Die ausserordentliche Lage trifft die Buchbranche mit voller Wucht. Veranstaltungen und Lesereisen sind abgesagt, Literaturfestivals wie die Solothurner Literaturtage finden im Netz statt.
Der Umsatz des Buchhandels in der Deutschschweiz ist im Schnitt um 30 Prozent gesunken. Davon betroffen sind auch die Verlage.
Die Frühjahrsbücher sind gedruckt und ausgeliefert – und werden zu weiten Teilen nicht in dem Masse verkauft werden, wie die Verlage das kalkuliert hatten.

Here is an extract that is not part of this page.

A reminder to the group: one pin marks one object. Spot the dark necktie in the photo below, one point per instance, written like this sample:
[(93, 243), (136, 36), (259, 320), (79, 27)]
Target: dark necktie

Da nicht verkaufte Bücher zurückgegeben werden können, geht das vor allem auf Kosten der Verlage.
Einmalige Krise
«Die Umsatzrückgänge sind fatal», sagt der Verleger Daniel Kampa. Er schaue sich die täglichen Verkaufszahlen schon gar nicht mehr an, weil sich da eh nichts bewege. «Eine Krise wie diese gab es noch nie», sagt Kampa.
Alle Buchhandlungen hätten nach Bekanntgabe des Lockdown erst einmal ihre Bestellungen «on hold» gesetzt. Ein absoluter Stillstand, dessen Folgen noch gar nicht klar abzuschätzen sind.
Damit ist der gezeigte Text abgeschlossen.